Cook Commissioner William Beavers, found guilty of tax evasion last week, feels he didn't get a fair trial and said his attorneys, as expected, will appeal the verdict.

"They will make a motion for a new trial on April 30," Beavers told the Chicago Citizen Newspaper from his south side office last week. "The attorneys said they have plenty of grounds including preventing my tax expert's testimony. He wanted to say on the stand that the government owes me."

Beavers said he's still reporting to work at his south side office and is not worried about anything.

"Once they file, I will know whether or not I will get an appeal bond," Beavers said. "Whatever happens, I can deal with it."

Beavers, 78, was convicted by jury on tax evasion for failing to report more than $225,000 in campaign funds as income that federal prosecutors said he spent on gambling and personal uses.

A verdict was returned last Thursday afternoon, after about two hours of jury deliberation.

It is unclear at this point as to how prosecutors are planning to deal with Beavers' planned appeal. Randall Samborn, spokesperson for the U.S. Attorney's office called the Chicago Citizen Newspaper to decline comment "on a pending case.'"

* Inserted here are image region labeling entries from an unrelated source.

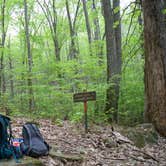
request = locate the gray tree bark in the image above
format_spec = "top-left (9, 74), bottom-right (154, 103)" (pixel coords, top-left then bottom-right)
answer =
top-left (102, 0), bottom-right (122, 122)
top-left (143, 0), bottom-right (166, 137)
top-left (24, 0), bottom-right (34, 112)
top-left (82, 0), bottom-right (92, 45)
top-left (66, 0), bottom-right (80, 59)
top-left (0, 0), bottom-right (6, 95)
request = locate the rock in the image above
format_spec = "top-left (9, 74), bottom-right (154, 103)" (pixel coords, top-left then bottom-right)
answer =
top-left (120, 123), bottom-right (158, 148)
top-left (0, 157), bottom-right (44, 166)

According to the Associated Press, Beavers' defense attorney Sam Adam Jr., alleged government attorneys twisted the evidence and told jurors that prosecutors were trying to "bamboozle" them.

"The judge wouldn't let my expert witness testify," Beavers said last Friday. "The judge interviewed him in private and then put him on the stand for just a few minutes."

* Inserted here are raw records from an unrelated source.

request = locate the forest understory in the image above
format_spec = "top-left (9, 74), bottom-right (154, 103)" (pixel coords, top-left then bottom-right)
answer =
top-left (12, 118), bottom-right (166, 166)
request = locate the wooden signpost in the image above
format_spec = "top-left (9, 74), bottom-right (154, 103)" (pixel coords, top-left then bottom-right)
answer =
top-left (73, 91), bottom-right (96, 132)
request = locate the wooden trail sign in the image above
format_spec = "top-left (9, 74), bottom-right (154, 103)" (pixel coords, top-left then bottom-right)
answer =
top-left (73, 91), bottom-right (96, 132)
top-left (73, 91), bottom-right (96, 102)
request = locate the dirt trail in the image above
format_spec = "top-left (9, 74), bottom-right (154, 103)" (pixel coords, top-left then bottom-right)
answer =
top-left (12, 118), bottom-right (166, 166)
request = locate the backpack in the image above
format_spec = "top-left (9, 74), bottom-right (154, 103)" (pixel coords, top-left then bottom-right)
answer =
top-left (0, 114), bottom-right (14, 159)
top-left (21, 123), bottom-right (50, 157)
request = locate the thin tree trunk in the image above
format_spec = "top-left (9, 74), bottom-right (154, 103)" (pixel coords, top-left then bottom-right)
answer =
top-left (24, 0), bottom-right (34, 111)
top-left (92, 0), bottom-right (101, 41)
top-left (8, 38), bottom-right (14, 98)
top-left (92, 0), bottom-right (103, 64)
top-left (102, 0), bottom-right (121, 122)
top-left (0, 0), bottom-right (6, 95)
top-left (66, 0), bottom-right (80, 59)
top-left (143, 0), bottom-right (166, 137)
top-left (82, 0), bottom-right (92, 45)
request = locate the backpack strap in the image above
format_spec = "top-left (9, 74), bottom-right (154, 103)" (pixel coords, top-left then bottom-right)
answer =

The former policeman and one-time Chicago alderman was convicted of all four tax counts where each carries a maximum three-year prison term.

Assistant U.S. Atty. Carrie Hamilton accused Beavers of intentionally understating his income between 2006 and 2008 saying Beavers wrote 93 checks from his campaign fund to use the money for gambling expenses at the Horseshoe Casino in Hammond, Indiana. and never reported the money on his federal tax returns, or as a tax-exempt loan, and that he lost nearly $500,000 total from 2006 to 2008 on the slots.

Adam Jr. acknowledged Beavers might have a gambling problem, but said he used ATMs to pay for his gambling expenses, and wrote campaign checks only to cover legitimate campaign expenses. He said Beavers was repaying any campaign cash he used as loans for personal expenses.

Beavers kept thorough records of any campaign spending to make sure he was reimbursed, but there were no loan agreements regarding the money in question, Hamilton said.

During the trial, prosecutors showed jurors dozens of checks Beavers wrote to himself on his campaign fund accounts, while playing the slots at the Horseshoe Casino in Hammond.

Federal prosecutors said he never declared those checks on his tax returns, and never paid taxes on that income.

Prosecutors also said Beavers failed to declare a $69,000 boost he gave his pension from campaign funds, as well as $1,200 per month that he received in county expense checks -- falsifying check stubs to "deliberately impede the IRS."